C’est le contre exemple, ou plutôt la démonstration dont les anti européens ne pouvaient mieux rêver. Ajouter y le capitalisme d’Etat, le cynisme des dirigeants et un accident industriel et vous aurez EADS, le fleuron de l’aéronautique européenne qui se débat pour sa survie.
Face à l’urgence de la situation, le conglomérat a déjà usé deux patrons. Le troisième est excédé que ses deux actionnaires principaux, le français et l’allemand, ne puissent s’entendre sur les restructurations indispensables. L’un joue la carte hexagonale alors que l’autre défend l’emploi outre Rhin : il les laisse s’étriper.
L’Europe censée nous guérir de nos maux, à en croire ses chantres, donne l’exemple piteux du meilleur engendrant le pire. Elle fut construite pendant les trente glorieuses. Les fruits de la croissance ne cessaient d’agrandir la taille du gâteau.
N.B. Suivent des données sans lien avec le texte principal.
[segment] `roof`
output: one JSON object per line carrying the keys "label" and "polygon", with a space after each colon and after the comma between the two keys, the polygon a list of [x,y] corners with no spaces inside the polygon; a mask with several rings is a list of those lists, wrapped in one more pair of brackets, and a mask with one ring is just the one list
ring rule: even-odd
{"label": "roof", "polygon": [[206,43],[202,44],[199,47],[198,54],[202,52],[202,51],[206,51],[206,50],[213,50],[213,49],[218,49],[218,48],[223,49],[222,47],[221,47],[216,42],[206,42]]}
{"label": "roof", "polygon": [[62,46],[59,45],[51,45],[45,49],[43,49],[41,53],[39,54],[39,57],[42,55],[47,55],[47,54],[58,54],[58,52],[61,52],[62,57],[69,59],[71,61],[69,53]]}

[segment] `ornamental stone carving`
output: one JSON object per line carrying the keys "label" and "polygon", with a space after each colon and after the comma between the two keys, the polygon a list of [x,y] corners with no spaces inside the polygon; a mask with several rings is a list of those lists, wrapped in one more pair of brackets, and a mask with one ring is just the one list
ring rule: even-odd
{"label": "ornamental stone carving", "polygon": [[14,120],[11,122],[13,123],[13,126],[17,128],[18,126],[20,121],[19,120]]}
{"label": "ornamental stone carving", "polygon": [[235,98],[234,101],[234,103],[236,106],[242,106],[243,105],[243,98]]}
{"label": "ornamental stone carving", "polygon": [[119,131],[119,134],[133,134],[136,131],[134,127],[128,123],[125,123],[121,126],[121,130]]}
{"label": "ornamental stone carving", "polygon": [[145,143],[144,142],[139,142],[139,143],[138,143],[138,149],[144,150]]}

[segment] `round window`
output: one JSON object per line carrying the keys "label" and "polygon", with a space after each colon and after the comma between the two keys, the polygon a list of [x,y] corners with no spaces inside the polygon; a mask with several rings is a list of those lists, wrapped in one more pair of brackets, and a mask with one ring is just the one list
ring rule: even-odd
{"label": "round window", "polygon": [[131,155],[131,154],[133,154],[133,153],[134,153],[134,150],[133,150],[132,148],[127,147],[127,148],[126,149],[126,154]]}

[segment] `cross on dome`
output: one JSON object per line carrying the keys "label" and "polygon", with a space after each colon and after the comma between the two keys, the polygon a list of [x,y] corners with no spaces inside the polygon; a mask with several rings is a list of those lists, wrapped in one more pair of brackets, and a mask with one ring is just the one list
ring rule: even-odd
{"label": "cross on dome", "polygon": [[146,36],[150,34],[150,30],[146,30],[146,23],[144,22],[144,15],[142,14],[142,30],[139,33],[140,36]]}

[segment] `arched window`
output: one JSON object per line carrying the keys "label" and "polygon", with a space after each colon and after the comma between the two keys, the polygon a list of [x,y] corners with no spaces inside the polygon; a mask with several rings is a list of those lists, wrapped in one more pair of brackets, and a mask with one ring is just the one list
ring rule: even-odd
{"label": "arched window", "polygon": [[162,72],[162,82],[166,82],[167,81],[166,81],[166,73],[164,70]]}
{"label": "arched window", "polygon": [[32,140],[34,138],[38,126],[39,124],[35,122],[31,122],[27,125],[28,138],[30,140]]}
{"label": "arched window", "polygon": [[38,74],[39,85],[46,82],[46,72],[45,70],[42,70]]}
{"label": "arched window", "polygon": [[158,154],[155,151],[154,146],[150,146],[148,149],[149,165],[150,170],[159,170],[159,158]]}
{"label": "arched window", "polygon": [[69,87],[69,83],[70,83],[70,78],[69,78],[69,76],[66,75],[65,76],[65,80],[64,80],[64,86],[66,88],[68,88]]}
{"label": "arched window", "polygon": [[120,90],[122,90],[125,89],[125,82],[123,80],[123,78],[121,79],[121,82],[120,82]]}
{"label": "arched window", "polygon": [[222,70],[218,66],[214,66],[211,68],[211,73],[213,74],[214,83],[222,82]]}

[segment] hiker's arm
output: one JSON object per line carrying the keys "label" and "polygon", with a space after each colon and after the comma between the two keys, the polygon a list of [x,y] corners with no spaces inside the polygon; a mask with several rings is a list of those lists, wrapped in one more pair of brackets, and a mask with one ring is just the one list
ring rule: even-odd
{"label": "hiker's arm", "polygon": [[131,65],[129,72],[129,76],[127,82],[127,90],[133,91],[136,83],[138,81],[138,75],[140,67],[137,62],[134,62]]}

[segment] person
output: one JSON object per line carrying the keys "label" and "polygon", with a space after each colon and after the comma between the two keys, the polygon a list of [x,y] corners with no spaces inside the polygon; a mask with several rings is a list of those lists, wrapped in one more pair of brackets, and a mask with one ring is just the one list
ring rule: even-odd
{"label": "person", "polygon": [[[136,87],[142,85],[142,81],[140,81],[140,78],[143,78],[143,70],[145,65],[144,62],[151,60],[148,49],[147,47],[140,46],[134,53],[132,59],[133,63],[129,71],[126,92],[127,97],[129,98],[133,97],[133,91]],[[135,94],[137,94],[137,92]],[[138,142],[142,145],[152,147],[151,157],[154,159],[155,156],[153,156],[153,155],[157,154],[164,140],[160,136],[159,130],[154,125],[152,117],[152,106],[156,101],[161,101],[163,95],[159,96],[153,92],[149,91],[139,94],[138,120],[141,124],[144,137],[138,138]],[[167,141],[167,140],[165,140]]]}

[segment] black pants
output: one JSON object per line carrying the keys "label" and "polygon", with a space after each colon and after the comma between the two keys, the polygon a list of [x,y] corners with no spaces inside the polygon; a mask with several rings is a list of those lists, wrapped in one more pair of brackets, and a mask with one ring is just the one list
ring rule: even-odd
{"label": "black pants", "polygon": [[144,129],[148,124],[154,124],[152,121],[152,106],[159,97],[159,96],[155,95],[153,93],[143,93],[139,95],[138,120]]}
Facile de se mettre d’accord pour se le partager.
Récession ou moindre croissance, chômage plutôt que plein emploi et la co-existence pacifique au sein des instances européennes se change en foire d’empoigne.
On aimerait que les forcenés du Tout Europe, comme les plus modérés les Bayrou, Royal et autre Sarkozy nous expliquent comment faire l’Europe à 27, quand deux leaders et pères fondateurs sont incapables de s’entendre pour la survie d’Airbus.
Plutôt qu’exhiber Airbus comme un succès emblématique de l’idée européenne, imaginons les solutions pour débloquer sa construction. A l’évidence ce n’est pas chez EADS que l’on trouvera la solution.